Tuesday, December 9, 2008

November 14

My time in America is running low. While I've been here I've done and said some amazing things. I think I am leaving the country in a better state than when I found it. Change has come to America. But now he is going home. Mr Obama, you are welcome.

Some guy showed my friend and I a book which tells you what your personality is like according to what your date of birth is. This is usually the part where the narrator says how cynical he felt, but then he looked up his own date of birth and was astonished at how on the money it was. Well that's exactly what happened. The only difference is that I wasn't that astonished because it wasn't really on the money. It was okay on some things and wildly wrong on others. For instance it said that, as somebody born on May 26, I am "proud of my status as the voice of the working class". The makers of the book were really sticking their necks out with that one. Who could that possibly apply to? Martin Luther King? Radio 5's John Gaunt?

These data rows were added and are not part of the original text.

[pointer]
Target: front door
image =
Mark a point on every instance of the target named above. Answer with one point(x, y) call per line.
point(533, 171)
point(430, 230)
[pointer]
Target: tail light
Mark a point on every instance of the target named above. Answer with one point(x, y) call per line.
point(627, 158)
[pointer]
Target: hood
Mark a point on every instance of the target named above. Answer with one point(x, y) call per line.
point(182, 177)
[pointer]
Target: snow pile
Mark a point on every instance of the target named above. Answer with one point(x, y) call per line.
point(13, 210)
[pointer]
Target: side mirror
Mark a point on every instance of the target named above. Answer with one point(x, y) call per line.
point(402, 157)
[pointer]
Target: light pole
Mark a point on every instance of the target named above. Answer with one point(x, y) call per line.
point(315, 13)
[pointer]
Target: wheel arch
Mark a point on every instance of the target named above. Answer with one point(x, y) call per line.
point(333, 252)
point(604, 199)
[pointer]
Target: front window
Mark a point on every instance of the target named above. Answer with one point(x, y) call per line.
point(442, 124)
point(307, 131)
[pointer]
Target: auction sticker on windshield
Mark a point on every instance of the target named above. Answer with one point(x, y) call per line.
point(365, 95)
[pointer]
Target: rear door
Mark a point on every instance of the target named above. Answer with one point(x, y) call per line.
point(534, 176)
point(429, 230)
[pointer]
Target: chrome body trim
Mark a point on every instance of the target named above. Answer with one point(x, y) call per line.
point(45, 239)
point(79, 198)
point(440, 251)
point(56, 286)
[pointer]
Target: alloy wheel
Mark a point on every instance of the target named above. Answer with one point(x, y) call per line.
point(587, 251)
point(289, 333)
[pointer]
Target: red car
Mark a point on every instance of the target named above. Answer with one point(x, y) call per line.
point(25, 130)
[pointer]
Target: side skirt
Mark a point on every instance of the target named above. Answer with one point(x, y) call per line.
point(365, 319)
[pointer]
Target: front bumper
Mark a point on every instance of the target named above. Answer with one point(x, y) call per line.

The only part of the book's reading of me I liked was in the "faults" section, where it said I was "escapist and guilt-ridden". That's fantastic. I'm like Ronnie Biggs or Josef Mengele living in a Latin American timeshare. Why do my ghosts still torment me?

One more point about these books. These books are stupid. When they're assessing your strengths and weaknesses as a person they follow a formula: People born on this date tend to be x. But be careful as they are prone to x20. So, for example, if you're "fun loving", watch it because you are also potentially a hedonist, probably binge-smoking opium in Trump Towers right now. If you're "creative" you may also be obscure and introverted , prone to drifting off into your own private Twilight Zone for days. If you "enjoy the good things in life" you're liable to overindulge, if you're "organised" you're pushy and if you're "tall" they'll probably say you're impossibly gangly at times, freaking people out with your vine-like limbs.

That evening in a bar we met a group of people who travel around the country, painting and decorating aquariums and marine mammal enclosures in zoos. They always have work because at any given time, on any given day, there is always, somewhere in America, a penguin pit in dire need of a fresh lick of paint. They get to roll in and create a bunch of crazy, psychadelic designs all over the walls. I'm finding it hard at this moment to think of a better job. Even their van had enormous paintings of oceans and fish all over it. When Albert Camus stroked his chin and asked "what is happiness?" someone should have pointed to that van and shouted "That! That van right there!"